世評で「感動しました」とかいうのはほとんど信用しないんですが、読んでみないことにはわからないのも確かなので、読んでみまして。まあだいたい結末は予想どおりなんですけどね。

手術によって常人以上に頭がよくなって、それがどれほどのことなのかという経験がないだけに、周りに戸惑いを与えてしまうんですね。もちろん本人も戸惑ってしまうわけですが。でもそれがこの小説のテーマではないんですね。

人間は頭が良ければそれでいいのか。とか、そういうことをあつかった教育的な話でもなくてね。
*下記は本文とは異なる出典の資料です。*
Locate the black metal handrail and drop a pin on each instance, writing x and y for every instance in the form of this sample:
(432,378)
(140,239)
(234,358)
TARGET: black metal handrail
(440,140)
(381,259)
哲学的な内容にいきそうで、いかないままにお話は終わってしまうんですな。そこらへんがちょっと残念ではあるんだけど。そこまでいかないことで、ともすれば平板な「頭の良さと人間であることの意味」が前面に出ているような気がするなあ。

物語は主人公の手記の形で進んでいく。稚拙な文章が徐々に高等な文章になっていくというのは、なかなか面白かったな。でも、だからこそ結末の予想がついてしまったのだけれど。